Bruchsal - Compared to West Europe, Czechs are still poor relatives in the European Union. They have a five times less money to spend than the Swiss, and three times less than the Germans or the French.
But within "the new Europe", Czechs still make the top class.
This is the summary of the newest survey by a German company GfK GeoMarketing. The study measured the national wealth by taking in account the purchasing power parity - a sum that every inhabitant can spend every year.
Among the new EU members, the most well-off are the Slovenes. Annually, they can spend in average three thousand euros more than the Czechs, the Central-East Europe's number two.
East vs. West, Center vs. East
The poorest in the whole Europe are Albanians, Ukrainians, and Moldovans. A citizen of these states can spend 685 euros a year - for comparison, a Swiss can spend the same amount of money in eight days.
There are big differences between Central Europe and East Europe, too. For example, people in Bratislava, the capital of Slovakia, are two times richer than the people in Bucharest, Romania.
And even though Prague is the richest place in the Czech Republic, its inhabitants are still two times poorer than the inhabitants of the poorest regions of Switzerland.
Yet, lower purchasing power parity of the Czechs doesn't mean that the nation spends less.
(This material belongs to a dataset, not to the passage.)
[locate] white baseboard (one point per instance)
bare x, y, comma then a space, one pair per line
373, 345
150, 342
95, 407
At the beginning of this year, there were 251 hypermarkets with total shopping area larger than 1 million square meters - the highest number of these giant malls per capita in the whole Europe.
Some people will undoubtedly see the link between the Czech Republic's unofficial status of the most atheist nation in all of Europe and the unparalelled density of the "temples of consumerism", as these megamalls are sometimes called.